Insulin, androgens, and obesity in women with and without polycystic ovary syndrome: a heterogeneous group of disorders
ABSTRACT To analyze the correlations among insulin, androgens, body mass index (BMI), and other related metabolic anomalies in women with and without polycystic ovary syndrome (PCOS).
Retrospective study of normal and obese women with and without PCOS.
Gynecologic endocrinology units of Elche, San Juan, and Alicante Hospitals and Hormone Laboratory at Alicante University Hospital ("Miguel Hernández" University).
A total of 212 women were studied: 137 with PCOS and 75 without PCOS.
BMI, gonadotropins, insulin, androgens (T, androstenedione, DHEAS), 17alpha-hydroxyprogesterone, sex hormone-binding globulin, and triglycerides were studied. Glycemia and insulin response to the tolerance test (GTT) with a 100-g oral glucose load were also assessed in 103 women.
A good correlation between insulin and BMI was found in normal and obese women without hormonal dysfunction and in patients with or without PCOS. Good correlations, although lower, between insulin and T, and BMI, insulin, and T with triglycerides were also found in patients with PCOS. These patients fell into clearly distinct categories: with or without insulin resistance and with or without obesity, but slim women with PCOS had insulin and metabolic variables similar to those without PCOS, and most obese women with PCOS were insulin-resistant and more hyperandrogenic and hypertriglyceridemic.

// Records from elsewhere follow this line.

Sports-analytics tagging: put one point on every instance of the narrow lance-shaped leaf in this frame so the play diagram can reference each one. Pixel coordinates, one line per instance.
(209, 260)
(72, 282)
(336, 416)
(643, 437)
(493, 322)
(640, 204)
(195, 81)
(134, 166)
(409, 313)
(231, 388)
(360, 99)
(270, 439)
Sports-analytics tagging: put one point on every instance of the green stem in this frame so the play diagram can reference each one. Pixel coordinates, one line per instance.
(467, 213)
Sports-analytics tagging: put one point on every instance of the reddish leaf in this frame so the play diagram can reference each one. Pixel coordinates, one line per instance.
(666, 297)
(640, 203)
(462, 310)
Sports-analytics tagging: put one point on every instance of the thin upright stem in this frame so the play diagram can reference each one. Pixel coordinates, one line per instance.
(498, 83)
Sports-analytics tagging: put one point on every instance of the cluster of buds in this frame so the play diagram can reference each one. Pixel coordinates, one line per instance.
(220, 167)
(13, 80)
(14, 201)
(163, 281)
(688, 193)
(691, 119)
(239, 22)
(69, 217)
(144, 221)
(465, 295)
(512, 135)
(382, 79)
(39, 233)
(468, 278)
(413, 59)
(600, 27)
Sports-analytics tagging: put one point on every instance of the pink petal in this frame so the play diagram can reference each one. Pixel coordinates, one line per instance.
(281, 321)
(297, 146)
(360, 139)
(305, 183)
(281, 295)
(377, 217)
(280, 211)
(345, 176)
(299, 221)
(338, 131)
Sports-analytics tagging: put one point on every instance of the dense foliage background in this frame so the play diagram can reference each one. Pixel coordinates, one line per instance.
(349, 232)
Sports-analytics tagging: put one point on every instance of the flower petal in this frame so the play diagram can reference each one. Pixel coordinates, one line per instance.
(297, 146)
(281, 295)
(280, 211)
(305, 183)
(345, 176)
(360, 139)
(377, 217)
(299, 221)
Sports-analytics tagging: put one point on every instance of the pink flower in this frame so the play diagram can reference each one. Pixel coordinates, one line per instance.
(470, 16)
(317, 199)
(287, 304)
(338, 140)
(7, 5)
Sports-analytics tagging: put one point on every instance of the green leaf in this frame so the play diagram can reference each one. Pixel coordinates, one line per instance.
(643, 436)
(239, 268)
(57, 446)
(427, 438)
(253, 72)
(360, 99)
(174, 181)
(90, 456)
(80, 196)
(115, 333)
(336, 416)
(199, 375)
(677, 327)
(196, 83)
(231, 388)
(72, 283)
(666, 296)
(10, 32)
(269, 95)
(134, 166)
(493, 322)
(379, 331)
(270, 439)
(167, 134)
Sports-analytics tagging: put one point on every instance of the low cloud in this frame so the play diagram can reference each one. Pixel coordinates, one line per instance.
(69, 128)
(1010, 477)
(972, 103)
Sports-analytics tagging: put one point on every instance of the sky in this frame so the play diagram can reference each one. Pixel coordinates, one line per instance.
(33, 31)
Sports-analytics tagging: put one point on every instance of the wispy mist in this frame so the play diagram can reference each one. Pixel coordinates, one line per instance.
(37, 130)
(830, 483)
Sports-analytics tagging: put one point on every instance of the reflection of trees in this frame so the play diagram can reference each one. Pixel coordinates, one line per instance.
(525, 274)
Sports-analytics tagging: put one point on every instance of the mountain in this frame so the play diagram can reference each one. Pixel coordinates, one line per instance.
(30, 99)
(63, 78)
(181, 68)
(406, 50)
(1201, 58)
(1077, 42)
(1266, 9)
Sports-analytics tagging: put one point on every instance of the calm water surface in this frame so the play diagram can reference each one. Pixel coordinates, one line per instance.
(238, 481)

Insulin, androgens, and BMI are related in women both with PCOS and without PCOS, especially in obese ones. Insulin and metabolic indices are similar in lean women with PCOS and those without PCOS, but obese women with PCOS are more insulin-resistant, hyperandrogenic, and hypertriglyceridemic. Three types of disorders can be distinguished: simple nonhyperandrogenic obesity, typical nonhyperinsulinemic PCOS, and insulin-resistant PCOS.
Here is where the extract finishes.